The monograph focuses on the Reciprocal Drawing (RD) method – a collaborative practice developed by Agnieszka Karasch in which two collaborators draw while maintaining co-dependence between their moving bodies. Unlike other forms of collaborative drawing, RD is challenging because the collaborators affect each other’s motions while drawing. To enable focus, the method combines 3 frames in unprecedented ways: a contact-imposing partnering strategy, a repertoire of body actions, and a set of rules. In this way, the collaborators may devise complex embodied processes resulting in refined large-scale drawings.
The purpose of the study was to extend conventional drawing towards a performative and contact-based formula.

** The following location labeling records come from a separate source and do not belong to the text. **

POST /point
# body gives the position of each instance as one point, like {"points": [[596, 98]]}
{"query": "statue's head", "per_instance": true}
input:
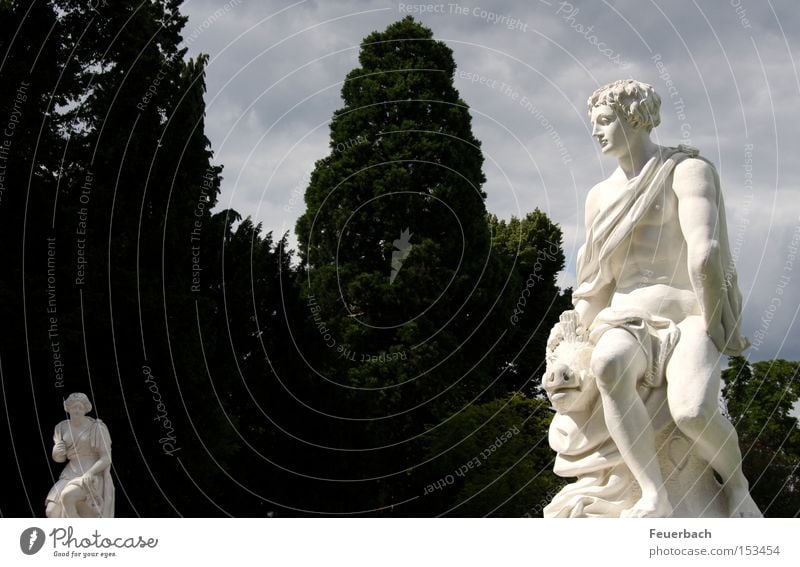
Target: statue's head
{"points": [[568, 380], [77, 400], [638, 103]]}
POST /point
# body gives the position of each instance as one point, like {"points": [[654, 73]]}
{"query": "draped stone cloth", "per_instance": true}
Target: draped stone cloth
{"points": [[81, 453], [611, 228]]}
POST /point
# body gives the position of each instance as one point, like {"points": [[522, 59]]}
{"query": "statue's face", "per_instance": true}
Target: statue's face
{"points": [[76, 408], [612, 131]]}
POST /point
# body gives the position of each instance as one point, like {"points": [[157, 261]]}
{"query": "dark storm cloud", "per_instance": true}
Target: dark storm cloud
{"points": [[726, 72]]}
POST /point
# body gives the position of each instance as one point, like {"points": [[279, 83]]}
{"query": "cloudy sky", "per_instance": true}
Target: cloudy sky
{"points": [[727, 72]]}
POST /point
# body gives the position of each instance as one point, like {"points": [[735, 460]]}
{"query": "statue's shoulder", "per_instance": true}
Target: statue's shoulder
{"points": [[692, 169]]}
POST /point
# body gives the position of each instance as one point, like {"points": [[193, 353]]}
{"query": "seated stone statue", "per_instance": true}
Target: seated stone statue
{"points": [[85, 488], [658, 302]]}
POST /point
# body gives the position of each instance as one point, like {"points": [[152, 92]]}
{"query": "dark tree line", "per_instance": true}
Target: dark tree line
{"points": [[390, 366]]}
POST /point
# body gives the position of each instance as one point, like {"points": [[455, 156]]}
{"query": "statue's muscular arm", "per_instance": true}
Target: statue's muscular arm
{"points": [[694, 184]]}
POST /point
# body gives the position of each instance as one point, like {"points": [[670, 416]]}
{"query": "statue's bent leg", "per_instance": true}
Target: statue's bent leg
{"points": [[693, 382], [70, 497], [618, 362]]}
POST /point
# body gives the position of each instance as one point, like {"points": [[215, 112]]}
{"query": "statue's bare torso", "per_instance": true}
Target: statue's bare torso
{"points": [[649, 271]]}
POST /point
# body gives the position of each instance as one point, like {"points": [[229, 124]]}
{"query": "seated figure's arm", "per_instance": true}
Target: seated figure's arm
{"points": [[59, 447], [695, 185]]}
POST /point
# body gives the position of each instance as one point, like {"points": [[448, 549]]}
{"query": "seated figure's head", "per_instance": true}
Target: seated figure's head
{"points": [[77, 400], [637, 102]]}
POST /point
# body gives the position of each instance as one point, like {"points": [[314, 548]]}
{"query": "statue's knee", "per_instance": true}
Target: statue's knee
{"points": [[71, 495]]}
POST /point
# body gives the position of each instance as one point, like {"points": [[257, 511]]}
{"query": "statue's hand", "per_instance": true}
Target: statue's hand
{"points": [[556, 336], [86, 480], [60, 452]]}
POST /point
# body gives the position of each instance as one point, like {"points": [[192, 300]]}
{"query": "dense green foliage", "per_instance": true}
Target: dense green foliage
{"points": [[760, 398]]}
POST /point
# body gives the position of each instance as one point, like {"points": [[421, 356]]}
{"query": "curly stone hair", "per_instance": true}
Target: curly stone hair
{"points": [[78, 397], [637, 102]]}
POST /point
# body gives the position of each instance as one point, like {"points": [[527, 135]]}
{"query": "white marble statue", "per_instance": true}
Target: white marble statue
{"points": [[85, 488], [656, 303]]}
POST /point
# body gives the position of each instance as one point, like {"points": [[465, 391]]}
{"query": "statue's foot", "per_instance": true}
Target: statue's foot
{"points": [[650, 506], [742, 505]]}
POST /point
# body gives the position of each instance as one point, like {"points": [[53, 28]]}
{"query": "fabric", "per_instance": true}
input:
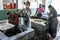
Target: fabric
{"points": [[13, 19], [39, 10], [26, 14], [53, 22]]}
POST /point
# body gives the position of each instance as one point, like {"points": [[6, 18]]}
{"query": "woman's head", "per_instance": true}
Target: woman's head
{"points": [[50, 7]]}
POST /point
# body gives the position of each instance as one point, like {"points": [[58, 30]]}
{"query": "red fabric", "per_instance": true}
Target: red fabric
{"points": [[13, 19]]}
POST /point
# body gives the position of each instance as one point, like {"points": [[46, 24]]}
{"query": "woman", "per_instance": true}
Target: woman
{"points": [[53, 22], [39, 11]]}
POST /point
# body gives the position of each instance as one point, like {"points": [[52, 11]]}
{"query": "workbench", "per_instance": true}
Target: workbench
{"points": [[41, 29]]}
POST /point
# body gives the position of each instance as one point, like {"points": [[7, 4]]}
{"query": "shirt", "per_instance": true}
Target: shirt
{"points": [[26, 13], [39, 10], [13, 19]]}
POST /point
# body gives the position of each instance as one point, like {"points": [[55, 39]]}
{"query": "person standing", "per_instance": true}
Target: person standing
{"points": [[39, 11], [26, 13], [53, 22]]}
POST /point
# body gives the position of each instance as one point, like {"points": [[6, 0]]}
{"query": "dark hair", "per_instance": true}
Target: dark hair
{"points": [[50, 6], [8, 13]]}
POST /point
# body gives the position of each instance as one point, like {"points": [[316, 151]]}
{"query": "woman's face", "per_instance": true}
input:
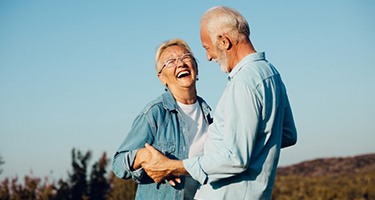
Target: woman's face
{"points": [[178, 71]]}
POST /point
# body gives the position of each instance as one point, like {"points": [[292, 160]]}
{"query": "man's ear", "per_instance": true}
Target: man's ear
{"points": [[224, 41]]}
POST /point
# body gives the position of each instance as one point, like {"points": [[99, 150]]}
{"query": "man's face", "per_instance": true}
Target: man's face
{"points": [[213, 51], [179, 70]]}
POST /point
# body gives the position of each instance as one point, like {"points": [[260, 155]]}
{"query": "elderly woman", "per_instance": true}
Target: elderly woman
{"points": [[175, 123]]}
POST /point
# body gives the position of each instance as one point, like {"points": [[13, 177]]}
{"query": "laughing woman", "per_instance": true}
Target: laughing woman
{"points": [[175, 123]]}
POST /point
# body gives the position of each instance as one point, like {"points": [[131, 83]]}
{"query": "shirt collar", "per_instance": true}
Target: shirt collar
{"points": [[168, 100], [247, 59]]}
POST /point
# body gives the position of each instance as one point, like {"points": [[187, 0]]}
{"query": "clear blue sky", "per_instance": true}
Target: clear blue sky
{"points": [[74, 74]]}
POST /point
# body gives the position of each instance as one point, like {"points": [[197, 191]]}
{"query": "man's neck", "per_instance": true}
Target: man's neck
{"points": [[238, 52]]}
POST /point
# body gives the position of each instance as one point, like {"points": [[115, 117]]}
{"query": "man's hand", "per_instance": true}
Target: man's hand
{"points": [[157, 166]]}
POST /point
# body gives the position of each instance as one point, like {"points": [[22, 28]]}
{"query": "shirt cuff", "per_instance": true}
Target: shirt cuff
{"points": [[128, 166], [195, 170]]}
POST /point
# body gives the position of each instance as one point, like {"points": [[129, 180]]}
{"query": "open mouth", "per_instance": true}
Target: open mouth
{"points": [[183, 74]]}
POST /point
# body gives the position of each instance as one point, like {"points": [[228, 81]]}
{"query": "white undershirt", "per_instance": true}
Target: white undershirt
{"points": [[197, 127]]}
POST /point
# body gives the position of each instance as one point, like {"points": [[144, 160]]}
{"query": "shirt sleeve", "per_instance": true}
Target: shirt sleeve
{"points": [[230, 141], [289, 136], [140, 133]]}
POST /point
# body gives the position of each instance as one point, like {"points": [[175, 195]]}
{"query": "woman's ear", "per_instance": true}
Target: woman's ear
{"points": [[162, 79]]}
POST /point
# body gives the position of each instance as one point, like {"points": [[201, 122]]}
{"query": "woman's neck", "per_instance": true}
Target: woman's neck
{"points": [[188, 96]]}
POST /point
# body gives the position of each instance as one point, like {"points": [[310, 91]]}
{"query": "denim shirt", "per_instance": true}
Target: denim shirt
{"points": [[253, 121], [160, 124]]}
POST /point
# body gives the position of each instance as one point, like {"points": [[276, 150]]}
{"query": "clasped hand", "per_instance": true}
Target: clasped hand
{"points": [[157, 167]]}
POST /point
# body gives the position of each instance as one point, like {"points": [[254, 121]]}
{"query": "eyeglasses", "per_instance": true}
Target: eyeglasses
{"points": [[173, 61]]}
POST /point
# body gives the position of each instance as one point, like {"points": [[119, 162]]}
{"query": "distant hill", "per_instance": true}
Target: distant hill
{"points": [[344, 178], [330, 166]]}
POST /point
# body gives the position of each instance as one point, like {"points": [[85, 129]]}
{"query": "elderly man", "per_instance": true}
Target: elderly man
{"points": [[252, 122]]}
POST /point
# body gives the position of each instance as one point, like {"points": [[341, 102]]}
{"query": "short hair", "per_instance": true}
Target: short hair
{"points": [[222, 19], [168, 43]]}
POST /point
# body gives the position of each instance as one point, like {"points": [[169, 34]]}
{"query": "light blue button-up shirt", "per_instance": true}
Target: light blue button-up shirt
{"points": [[252, 122]]}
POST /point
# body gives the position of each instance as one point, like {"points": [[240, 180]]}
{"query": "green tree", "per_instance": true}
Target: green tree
{"points": [[78, 179]]}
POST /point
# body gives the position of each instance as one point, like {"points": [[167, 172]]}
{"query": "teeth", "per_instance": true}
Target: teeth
{"points": [[182, 74]]}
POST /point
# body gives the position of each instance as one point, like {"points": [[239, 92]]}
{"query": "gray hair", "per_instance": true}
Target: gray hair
{"points": [[222, 19], [168, 43]]}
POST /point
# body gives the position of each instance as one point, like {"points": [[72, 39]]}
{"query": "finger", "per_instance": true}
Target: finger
{"points": [[150, 148], [171, 182]]}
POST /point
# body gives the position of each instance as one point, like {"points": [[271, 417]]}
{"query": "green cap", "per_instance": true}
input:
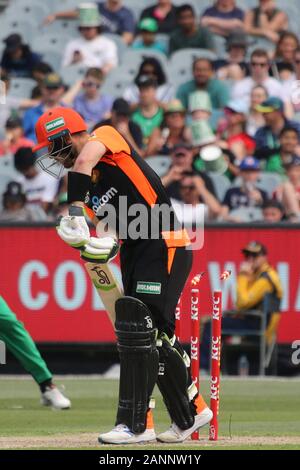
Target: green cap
{"points": [[89, 16], [200, 101], [148, 24]]}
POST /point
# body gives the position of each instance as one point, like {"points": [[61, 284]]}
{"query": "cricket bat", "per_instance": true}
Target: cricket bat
{"points": [[106, 285]]}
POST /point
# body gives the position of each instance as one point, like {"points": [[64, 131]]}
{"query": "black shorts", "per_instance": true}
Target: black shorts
{"points": [[145, 276]]}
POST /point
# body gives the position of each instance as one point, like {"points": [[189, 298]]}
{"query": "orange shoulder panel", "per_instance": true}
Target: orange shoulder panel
{"points": [[111, 138]]}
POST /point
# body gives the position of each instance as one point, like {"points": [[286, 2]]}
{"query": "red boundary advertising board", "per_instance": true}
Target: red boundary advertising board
{"points": [[46, 285]]}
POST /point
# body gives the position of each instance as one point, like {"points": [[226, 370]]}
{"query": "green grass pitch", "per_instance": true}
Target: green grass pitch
{"points": [[254, 414]]}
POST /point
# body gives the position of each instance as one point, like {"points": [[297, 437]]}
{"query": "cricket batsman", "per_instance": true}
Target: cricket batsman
{"points": [[103, 171]]}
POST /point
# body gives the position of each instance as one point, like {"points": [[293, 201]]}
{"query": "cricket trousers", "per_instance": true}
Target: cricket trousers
{"points": [[21, 345]]}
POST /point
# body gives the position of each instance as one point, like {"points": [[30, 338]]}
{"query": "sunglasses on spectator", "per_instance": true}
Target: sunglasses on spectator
{"points": [[259, 64], [92, 84]]}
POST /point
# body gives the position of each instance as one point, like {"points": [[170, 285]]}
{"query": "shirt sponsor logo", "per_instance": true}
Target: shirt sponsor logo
{"points": [[148, 288], [55, 124]]}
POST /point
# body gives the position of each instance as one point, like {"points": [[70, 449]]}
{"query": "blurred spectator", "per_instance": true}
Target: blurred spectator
{"points": [[91, 49], [147, 29], [232, 130], [273, 212], [267, 137], [255, 119], [90, 103], [120, 120], [182, 161], [223, 17], [195, 201], [164, 13], [234, 66], [287, 44], [203, 74], [266, 20], [151, 67], [12, 105], [18, 60], [52, 93], [188, 34], [172, 131], [14, 137], [289, 147], [39, 73], [259, 69], [293, 173], [15, 208], [148, 114], [246, 194], [39, 187], [115, 18], [256, 279]]}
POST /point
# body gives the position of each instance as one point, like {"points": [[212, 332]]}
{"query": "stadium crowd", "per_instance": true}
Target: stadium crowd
{"points": [[211, 99]]}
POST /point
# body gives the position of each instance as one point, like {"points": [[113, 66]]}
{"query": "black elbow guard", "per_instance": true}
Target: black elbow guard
{"points": [[79, 185]]}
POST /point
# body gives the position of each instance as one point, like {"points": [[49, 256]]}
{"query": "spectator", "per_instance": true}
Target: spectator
{"points": [[287, 44], [12, 104], [18, 60], [14, 137], [255, 119], [223, 18], [188, 34], [293, 174], [15, 208], [147, 29], [52, 93], [39, 73], [39, 187], [232, 130], [266, 20], [91, 49], [273, 212], [234, 66], [148, 114], [120, 119], [152, 68], [255, 280], [289, 147], [182, 157], [246, 194], [164, 13], [196, 202], [90, 103], [259, 69], [267, 137], [203, 74], [115, 18], [172, 131]]}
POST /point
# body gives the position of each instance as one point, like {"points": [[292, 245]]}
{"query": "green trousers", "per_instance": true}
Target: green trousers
{"points": [[21, 345]]}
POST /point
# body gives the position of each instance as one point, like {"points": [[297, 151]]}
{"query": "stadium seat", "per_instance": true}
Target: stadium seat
{"points": [[159, 163], [247, 214], [221, 184], [21, 87]]}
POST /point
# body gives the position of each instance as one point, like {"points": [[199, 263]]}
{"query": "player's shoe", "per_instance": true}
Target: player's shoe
{"points": [[175, 434], [121, 434], [53, 397]]}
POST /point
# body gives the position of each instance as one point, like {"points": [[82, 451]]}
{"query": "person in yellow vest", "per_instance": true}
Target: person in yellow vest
{"points": [[255, 280]]}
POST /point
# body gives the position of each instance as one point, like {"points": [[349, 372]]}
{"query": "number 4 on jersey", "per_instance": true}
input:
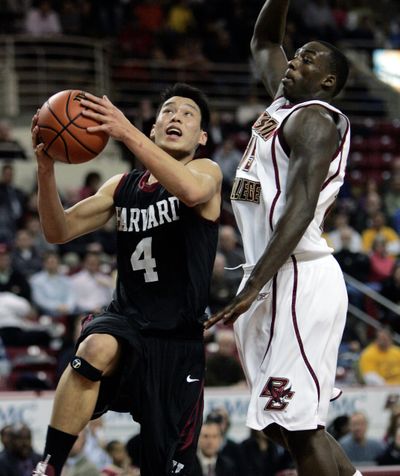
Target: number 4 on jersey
{"points": [[141, 259]]}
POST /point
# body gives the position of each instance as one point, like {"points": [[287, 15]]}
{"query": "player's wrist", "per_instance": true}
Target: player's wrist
{"points": [[45, 166]]}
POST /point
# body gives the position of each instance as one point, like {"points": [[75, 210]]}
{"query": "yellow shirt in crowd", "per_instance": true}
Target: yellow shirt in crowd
{"points": [[384, 363]]}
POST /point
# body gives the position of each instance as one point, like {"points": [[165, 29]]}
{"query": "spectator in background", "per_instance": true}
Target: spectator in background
{"points": [[33, 227], [381, 264], [229, 448], [380, 361], [5, 368], [221, 288], [12, 203], [12, 280], [378, 227], [42, 20], [223, 367], [120, 465], [391, 290], [5, 437], [354, 263], [228, 245], [77, 463], [319, 19], [150, 16], [92, 183], [391, 454], [19, 458], [249, 110], [92, 288], [25, 257], [368, 206], [209, 460], [262, 457], [358, 447], [52, 291], [95, 444], [339, 427], [335, 238], [9, 147], [18, 322], [180, 18], [391, 198]]}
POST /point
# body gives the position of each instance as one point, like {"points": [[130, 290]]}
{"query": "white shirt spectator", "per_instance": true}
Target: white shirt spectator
{"points": [[42, 21]]}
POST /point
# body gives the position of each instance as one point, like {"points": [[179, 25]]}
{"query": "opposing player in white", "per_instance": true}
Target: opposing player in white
{"points": [[292, 300]]}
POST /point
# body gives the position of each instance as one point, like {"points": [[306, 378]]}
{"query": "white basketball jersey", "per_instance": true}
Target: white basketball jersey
{"points": [[258, 193]]}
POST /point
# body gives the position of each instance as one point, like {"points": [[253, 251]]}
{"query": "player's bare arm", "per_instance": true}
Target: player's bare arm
{"points": [[313, 139], [59, 225], [195, 183], [266, 44]]}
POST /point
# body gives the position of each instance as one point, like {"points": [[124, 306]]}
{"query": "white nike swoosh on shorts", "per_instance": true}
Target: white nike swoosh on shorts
{"points": [[189, 379]]}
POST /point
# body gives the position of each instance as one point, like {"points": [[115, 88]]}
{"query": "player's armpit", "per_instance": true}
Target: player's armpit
{"points": [[90, 214], [205, 193]]}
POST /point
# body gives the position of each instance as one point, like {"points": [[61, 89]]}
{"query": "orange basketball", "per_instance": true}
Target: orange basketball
{"points": [[62, 129]]}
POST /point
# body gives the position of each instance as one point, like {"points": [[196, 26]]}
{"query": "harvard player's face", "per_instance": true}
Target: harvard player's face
{"points": [[308, 72], [177, 129]]}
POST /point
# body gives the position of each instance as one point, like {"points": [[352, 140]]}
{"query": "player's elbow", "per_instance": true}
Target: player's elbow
{"points": [[54, 237], [192, 198], [258, 44]]}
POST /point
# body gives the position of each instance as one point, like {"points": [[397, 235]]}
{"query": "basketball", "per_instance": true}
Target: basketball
{"points": [[62, 129]]}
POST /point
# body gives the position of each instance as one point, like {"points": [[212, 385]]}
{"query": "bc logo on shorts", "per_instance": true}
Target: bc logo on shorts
{"points": [[76, 363], [278, 393]]}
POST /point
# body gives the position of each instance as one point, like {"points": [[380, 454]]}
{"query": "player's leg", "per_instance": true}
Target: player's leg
{"points": [[314, 454], [344, 464], [172, 406], [76, 395], [275, 434]]}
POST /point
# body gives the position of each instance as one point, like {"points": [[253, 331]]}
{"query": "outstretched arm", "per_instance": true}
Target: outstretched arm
{"points": [[266, 44], [313, 139]]}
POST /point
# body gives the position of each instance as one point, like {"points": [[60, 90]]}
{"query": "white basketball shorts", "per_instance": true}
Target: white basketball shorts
{"points": [[288, 344]]}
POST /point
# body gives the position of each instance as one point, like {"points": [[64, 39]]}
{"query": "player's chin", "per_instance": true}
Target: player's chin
{"points": [[178, 151]]}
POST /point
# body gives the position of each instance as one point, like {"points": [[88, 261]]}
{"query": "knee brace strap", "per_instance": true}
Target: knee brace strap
{"points": [[82, 367]]}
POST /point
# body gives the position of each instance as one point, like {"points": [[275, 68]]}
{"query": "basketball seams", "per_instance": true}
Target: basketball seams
{"points": [[65, 128], [59, 114], [53, 140]]}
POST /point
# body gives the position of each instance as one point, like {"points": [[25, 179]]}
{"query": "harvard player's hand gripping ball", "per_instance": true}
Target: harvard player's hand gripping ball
{"points": [[62, 129]]}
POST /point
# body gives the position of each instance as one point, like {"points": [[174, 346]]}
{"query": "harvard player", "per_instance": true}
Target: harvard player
{"points": [[292, 301], [145, 354]]}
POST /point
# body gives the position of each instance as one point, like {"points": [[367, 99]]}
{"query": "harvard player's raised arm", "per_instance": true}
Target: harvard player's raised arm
{"points": [[266, 44]]}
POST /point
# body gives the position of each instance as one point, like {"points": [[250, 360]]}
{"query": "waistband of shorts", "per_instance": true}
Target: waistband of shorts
{"points": [[300, 260]]}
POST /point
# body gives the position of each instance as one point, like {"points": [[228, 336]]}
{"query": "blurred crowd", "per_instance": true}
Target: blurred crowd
{"points": [[46, 290], [218, 454], [199, 30]]}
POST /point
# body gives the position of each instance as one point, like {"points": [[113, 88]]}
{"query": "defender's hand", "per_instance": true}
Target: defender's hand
{"points": [[232, 311], [111, 119], [42, 158]]}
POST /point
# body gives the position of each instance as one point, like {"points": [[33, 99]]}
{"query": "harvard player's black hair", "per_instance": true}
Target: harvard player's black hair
{"points": [[186, 91]]}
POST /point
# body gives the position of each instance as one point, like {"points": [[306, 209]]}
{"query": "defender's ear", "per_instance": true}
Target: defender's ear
{"points": [[329, 82], [203, 138]]}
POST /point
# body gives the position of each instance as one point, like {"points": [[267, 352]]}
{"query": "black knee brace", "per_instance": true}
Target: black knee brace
{"points": [[82, 367]]}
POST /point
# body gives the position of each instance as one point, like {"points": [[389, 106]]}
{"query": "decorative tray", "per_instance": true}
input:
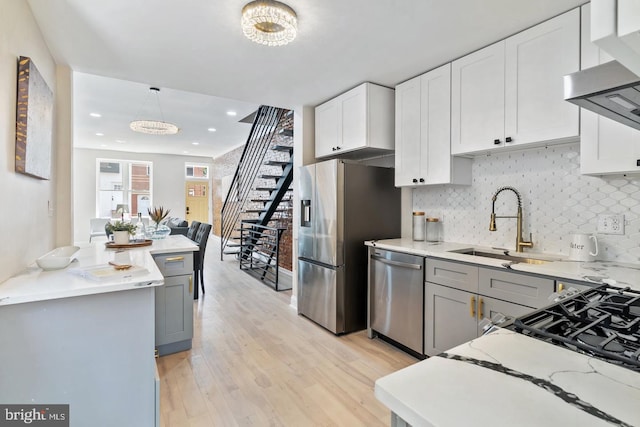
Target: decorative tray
{"points": [[106, 271], [132, 244]]}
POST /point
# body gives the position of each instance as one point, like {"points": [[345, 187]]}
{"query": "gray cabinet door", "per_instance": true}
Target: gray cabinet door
{"points": [[454, 274], [174, 310], [450, 318], [519, 288]]}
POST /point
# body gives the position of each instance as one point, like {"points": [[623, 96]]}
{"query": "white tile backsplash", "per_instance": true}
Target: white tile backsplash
{"points": [[556, 201]]}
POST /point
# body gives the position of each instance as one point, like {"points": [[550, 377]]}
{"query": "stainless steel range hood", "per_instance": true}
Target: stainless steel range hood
{"points": [[609, 89]]}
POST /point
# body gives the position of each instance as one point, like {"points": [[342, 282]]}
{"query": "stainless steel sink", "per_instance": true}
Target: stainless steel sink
{"points": [[512, 258]]}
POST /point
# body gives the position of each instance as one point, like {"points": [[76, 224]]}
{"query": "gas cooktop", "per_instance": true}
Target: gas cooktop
{"points": [[603, 322]]}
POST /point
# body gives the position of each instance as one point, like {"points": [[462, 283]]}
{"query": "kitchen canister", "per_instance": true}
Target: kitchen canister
{"points": [[583, 247], [434, 230], [418, 226]]}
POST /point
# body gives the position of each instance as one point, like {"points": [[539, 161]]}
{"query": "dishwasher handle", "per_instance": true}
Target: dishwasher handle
{"points": [[396, 263]]}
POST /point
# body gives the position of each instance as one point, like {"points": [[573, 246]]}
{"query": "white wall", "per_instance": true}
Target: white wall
{"points": [[168, 183], [27, 225], [556, 201]]}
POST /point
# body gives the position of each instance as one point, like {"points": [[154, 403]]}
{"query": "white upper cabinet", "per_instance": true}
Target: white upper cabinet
{"points": [[423, 132], [606, 146], [511, 93], [358, 121], [477, 100]]}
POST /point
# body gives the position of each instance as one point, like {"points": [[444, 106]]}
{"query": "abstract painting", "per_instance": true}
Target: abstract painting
{"points": [[34, 121]]}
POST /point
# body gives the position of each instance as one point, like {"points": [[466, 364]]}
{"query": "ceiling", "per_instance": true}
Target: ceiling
{"points": [[194, 50]]}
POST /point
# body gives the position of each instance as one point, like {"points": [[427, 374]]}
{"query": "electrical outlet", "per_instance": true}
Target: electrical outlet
{"points": [[610, 224]]}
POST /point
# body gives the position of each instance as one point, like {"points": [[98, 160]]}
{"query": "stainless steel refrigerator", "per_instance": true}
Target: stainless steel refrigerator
{"points": [[342, 205]]}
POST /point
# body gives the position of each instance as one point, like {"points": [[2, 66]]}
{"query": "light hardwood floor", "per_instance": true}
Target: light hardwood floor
{"points": [[256, 362]]}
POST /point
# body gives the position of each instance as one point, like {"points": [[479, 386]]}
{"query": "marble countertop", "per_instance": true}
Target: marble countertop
{"points": [[35, 284], [507, 379], [558, 266]]}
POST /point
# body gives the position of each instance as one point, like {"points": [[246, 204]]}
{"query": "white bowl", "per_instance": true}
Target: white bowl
{"points": [[57, 258]]}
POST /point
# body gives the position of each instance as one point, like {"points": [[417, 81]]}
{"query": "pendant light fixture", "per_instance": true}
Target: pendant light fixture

The research responds to challenges posed by those partnering strategies which employ bodies’ co-dependence. Consequently, greater complexity of the drawing process and coherence of the drawn form are achieved.
RD reinforces the authenticity of actions, enables co-exploration of physicality and resistance, co-production of multiple drawing compositions and the transformation of existing ones. The method generates conflict, engages partners emotionally, and evokes mutual trust. The author stresses the embodied, expressive, and dialogic character of Reciprocal Drawing. Its processes prove to finely reflect the social and relational aspects of human life. Defined as play, RD reveals its subversive, transformative and solidifying function. It renders learning new approaches to drawing possible. It is a postconsensual practice, where the engaged artists co-explore the benefits of embodied conflict without posing a threat to each other's integrity. RD evokes self-limitation and responsibility for the other.